Zum Inhalt springen

Seite:Dresdner Geschichtsblätter Dritter Band.pdf/159

aus Wikisource, der freien Quellensammlung
Fertig. Dieser Text wurde zweimal anhand der Quelle korrekturgelesen. Die Schreibweise folgt dem Originaltext.

Nach dem Siebenjährigen Kriege gerieth der Chevalier in den Verdacht, daß er an der Spitze einer polnisch-sächsischen Partei stände und nach der verlorengegangenen Krone Polens strebe. Dadurch kam er in eine unangenehme Stellung zu dem damaligen russischen Gesandten Grafen von Sacken, und das bestimmte ihn wohl, am 30. Januar 1770 die Kommandantenstelle niederzulegen. Er blieb aber Landzeugmeister und Präsident des geheimen Kriegsrathes und bezog das vom Oberlandbaumeister Friedrich August Krubsacius gebaute Palais auf der Zinzendorfstraße, welches ihm eigenthümlich gehörte. Außerdem besaß er noch zwei Häuser auf der jetzigen Landhausstraße[1]. Der Chevalier lebte nach seiner Abdankung in seinem Palais ganz zurückgezogen, verkehrte nur mit seinen Generaladjutanten von Sydow und von Dürrfeld, mit dem französischen Gesandten Graf de Buat und mit seiner Halbschwester, der Gräfin Moszinska geborenen Cosel. Am 25. Februar 1774, früh 1/2 6 Uhr, starb er, 69 Jahre alt, und wurde auf dem katholischen Kirchhofe zu Friedrichstadt bestattet. Sein Grabmal ließ im Jahre 1872 König Johann restauriren. Ein sehr gutes Bild des Chevalier de Saxe, gemalt von Louis de Sylvestre, befindet sich im königlichen Schlosse zu Dresden. Den größten Theil seines Vermögens erhielt der Malteserorden. Das Palais am Zeughause aber erbte der dritte Sohn des Königs August III., der Prinz Carl Christian Joseph, nachmals Herzog von Kurland, geboren am 13. Juli 1733.

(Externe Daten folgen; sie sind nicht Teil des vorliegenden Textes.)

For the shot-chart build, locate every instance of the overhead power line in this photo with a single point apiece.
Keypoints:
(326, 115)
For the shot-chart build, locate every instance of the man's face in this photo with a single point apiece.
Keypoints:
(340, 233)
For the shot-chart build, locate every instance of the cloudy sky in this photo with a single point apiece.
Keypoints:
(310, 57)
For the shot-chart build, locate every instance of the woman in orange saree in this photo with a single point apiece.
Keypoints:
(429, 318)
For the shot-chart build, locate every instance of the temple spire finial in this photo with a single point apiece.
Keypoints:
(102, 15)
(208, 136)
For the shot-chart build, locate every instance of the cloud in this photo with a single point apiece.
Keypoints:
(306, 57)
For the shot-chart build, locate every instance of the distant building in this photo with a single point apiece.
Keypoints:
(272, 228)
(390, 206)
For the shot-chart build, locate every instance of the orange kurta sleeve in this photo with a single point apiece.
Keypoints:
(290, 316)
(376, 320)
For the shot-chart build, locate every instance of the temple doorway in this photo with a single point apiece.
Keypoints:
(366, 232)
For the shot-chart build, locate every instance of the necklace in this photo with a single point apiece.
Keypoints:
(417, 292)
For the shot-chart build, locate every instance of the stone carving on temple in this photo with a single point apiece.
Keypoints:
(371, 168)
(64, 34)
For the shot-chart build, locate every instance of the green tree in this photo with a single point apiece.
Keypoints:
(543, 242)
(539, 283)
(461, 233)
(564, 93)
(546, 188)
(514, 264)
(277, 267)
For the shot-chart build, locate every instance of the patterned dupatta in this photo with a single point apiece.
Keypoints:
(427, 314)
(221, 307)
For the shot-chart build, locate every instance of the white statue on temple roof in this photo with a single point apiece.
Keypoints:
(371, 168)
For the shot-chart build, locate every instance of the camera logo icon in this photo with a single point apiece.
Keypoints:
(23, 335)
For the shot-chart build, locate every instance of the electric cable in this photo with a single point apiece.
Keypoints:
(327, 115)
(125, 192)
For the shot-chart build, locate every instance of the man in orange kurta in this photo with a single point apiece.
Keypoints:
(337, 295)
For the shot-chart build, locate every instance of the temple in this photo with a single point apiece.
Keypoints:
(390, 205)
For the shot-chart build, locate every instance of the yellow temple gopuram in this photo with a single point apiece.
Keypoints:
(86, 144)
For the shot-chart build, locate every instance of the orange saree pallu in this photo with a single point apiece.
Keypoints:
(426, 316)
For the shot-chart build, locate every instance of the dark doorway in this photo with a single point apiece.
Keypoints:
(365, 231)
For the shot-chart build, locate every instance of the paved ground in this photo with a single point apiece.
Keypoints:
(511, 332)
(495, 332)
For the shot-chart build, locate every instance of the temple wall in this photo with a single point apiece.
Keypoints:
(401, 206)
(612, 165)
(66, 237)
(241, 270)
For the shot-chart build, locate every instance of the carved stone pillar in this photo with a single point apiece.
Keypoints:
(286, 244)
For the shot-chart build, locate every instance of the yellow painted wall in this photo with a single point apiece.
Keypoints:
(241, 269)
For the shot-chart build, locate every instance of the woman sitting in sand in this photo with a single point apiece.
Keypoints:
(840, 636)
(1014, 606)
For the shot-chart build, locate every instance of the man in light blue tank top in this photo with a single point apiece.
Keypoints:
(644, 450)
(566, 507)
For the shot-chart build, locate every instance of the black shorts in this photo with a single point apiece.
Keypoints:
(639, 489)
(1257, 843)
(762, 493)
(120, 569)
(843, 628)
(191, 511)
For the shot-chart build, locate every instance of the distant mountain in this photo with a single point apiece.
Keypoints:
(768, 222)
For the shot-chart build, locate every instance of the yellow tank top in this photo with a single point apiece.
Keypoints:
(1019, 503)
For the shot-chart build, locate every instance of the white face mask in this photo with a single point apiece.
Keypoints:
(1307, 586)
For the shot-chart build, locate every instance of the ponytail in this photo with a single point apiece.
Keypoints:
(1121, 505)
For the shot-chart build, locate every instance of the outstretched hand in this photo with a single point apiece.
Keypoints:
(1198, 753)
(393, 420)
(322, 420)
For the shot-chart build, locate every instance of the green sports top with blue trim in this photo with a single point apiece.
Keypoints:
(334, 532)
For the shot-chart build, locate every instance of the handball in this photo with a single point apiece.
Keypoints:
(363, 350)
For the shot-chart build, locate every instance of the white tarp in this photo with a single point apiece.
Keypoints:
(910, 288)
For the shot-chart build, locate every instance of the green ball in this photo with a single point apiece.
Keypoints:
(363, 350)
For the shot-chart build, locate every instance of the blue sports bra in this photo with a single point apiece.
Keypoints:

Beim Ausbruch des Siebenjährigen Krieges ging Prinz Carl mit seinem Vater und dem Prinzen Xaver nach Warschau und später nach St. Petersburg. Hier gelangte er in die Gunst der Kaiserin Elisabeth und wurde auf deren Betrieb von den kurischen Ständen zu Mitau im Jahre 1750 an Stelle des vertriebenen Herzogs Biron zum Herzog von Kurland gewählt und hielt noch im selben Jahre seinen feierlichen Einzug in Mitau. Die Kaiserin Elisabeth starb aber bald; ihr Nachfolger, Peter III., setzte bereits im Jahre 1763 den Herzog Biron wieder ein und damit ging der kurische Thron für den Herzog Carl verloren. Er behielt aber den Titel Herzog von Kurland, residirte in seinem Palais am Zeughause zu Dresden und seitdem heißt dieses das Kurländische Palais. Herzog Carl stattete dasselbe mit großer Pracht aus und es galt damals für das schönste und elegantest eingerichtete Palais Dresdens. Seit jener Zeit hat es fast alles von seiner Pracht und Schönheit verloren und nur äußerlich seine ursprüngliche Gestalt behalten.

Der Herzog Carl war, wie Vehse sagt, ein gutmüthiger, aber sehr heftiger und derber Herr, ein ausgesprochener Freund des Neuen und Geheimen, der Wundermänner und Mystiker, sehr musikverständig und ein eifriger Pferde- und Hundeliebhaber. Seine Apanage von 48 000 Thalern und die große Erbschaft vom Chevalier de Saxe gestatteten ihm, einen sehr luxuriösen Haushalt zu führen. Wie bekannt, stand in der damaligen Zeit die Alchemie, Goldmacherei und Geisterbeschwörerei in hoher Blüthe. Die Alchemisten, Rosenkreuzer, Illuminaten etc. trieben ihr Wesen und verbreiteten überall Aberglauben und Verwirrung, meist in selbstsüchtiger Absicht. Man suchte nach dem Arkanum, Gold zu machen, oder ein Lebenselixir, welches Schönheit und Jugend verleihen konnte. Und wer angab, ein solches Mittel zu besitzen, der hatte Zulauf aus allen Schichten der Gesellschaft[2]. Oefters verkehrte Cagliostro im Palais des Herzogs; dessen besonderes Vertrauen genoß aber der ums Jahr 1730 in Nürnberg geborene Johann Georg Schröpfer.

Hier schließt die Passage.